Genpact Limited reported its fourth‑quarter 2025 results on February 5, 2026, showing net revenue of $1.32 billion, up 5.6% year‑over‑year. Adjusted diluted earnings per share rose to $0.97, beating consensus estimates by $0.04 (or 4.3%) and reflecting disciplined cost control and a favorable mix shift toward higher‑margin Advanced Technology Solutions (ATS) contracts. ATS revenue for the quarter was $323 million, up 15% from $272 million a year earlier, while Core Business Services generated $996 million, a 2.9% increase. Gross margin expanded to 36.6% and adjusted operating margin reached 17.6%, both higher than the 36.0% and 17.5% margins reported for the full year, underscoring the impact of the ATS‑driven mix and operational leverage.

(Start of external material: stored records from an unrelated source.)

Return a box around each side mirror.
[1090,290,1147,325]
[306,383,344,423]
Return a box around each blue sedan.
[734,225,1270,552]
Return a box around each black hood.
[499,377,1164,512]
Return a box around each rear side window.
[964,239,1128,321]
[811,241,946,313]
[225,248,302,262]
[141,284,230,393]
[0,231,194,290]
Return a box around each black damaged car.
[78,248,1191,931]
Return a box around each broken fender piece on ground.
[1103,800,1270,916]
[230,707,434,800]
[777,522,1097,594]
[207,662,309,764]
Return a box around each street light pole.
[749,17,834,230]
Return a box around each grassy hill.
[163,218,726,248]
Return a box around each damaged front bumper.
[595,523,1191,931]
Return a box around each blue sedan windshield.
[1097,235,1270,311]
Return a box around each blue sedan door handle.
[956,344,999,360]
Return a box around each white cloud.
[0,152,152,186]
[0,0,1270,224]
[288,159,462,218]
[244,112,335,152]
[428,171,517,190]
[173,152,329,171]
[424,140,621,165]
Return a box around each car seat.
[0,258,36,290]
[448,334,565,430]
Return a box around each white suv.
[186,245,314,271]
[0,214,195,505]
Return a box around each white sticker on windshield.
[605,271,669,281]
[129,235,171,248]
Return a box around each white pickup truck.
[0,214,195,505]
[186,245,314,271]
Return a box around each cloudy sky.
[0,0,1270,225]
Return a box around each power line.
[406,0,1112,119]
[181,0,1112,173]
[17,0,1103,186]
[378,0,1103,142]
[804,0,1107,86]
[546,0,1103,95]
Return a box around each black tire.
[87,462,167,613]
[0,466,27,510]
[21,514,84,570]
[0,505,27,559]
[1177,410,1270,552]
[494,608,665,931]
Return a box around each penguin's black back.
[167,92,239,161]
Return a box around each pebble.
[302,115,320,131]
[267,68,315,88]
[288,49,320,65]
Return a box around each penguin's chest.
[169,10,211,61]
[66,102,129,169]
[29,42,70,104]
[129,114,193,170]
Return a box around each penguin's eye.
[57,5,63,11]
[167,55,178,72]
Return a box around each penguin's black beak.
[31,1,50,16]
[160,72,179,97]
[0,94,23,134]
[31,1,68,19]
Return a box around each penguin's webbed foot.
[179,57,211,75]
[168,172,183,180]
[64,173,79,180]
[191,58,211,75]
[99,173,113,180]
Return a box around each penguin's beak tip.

The full‑year 2025 results showed net revenue of $5.08 billion, a 6.6% increase from $4.78 billion in 2024. Adjusted diluted EPS for the year was $3.13, up 9.8% from $2.86. ATS revenue totaled $1.204 billion, up 17% from $1.02 billion, while Core Business Services grew 3.7% to $3.876 billion. Gross margin for the year was 36.0% and adjusted operating margin was 17.5%, both reflecting the higher‑margin mix and improved cost efficiency that have become hallmarks of Genpact’s transition to outcome‑based technology solutions.

Management raised its 2026 outlook, projecting revenue growth of at least 7% and adjusted diluted EPS growth of roughly 10%. The guidance represents a notable increase from the prior range of 6.1%–6.4% revenue growth and 7%–8% EPS growth, signaling confidence in sustained demand for Genpact’s AI‑driven services and a continued shift toward higher‑margin engagements.

The board approved a quarterly cash dividend of $0.1875 per share for the first quarter of 2026, a 10% increase from the previous year, and authorized a $500 million share‑repurchase program, reinforcing the company’s commitment to returning value to shareholders.

CEO Balkrishan “BK” Kalra highlighted the company’s “AI‑led transformation” and noted that ATS grew 17% year‑over‑year, “accelerating innovation and scaling data, AI, and domain‑driven agentic solutions.” CFO Michael Weiner added that adjusted diluted EPS increased 6.6% to $0.97, “faster than revenue growth for yet another quarter,” underscoring the effectiveness of Genpact’s cost‑control and pricing‑power initiatives.

The results reinforce Genpact’s strategic pivot from headcount‑based services to outcome‑based technology solutions. The ATS segment, now generating 24% of total revenue, delivers higher margins and benefits from pricing power and operational leverage. While core services continue to grow modestly, the higher‑margin mix and AI focus position Genpact to capture expanding digital‑transformation demand. Management cautioned that macro‑economic uncertainty could temper near‑term growth, but the company remains confident in its ability to sustain profitability through disciplined cost management and continued investment in AI capabilities.

The mixed market reaction—an EPS beat offset by a more conservative Q1 2026 revenue outlook—reflects investors’ focus on the company’s forward guidance. The guidance signals that Genpact expects to maintain its growth trajectory while managing potential headwinds, a view that aligns with the company’s broader strategy to deepen its AI and agentic service offerings.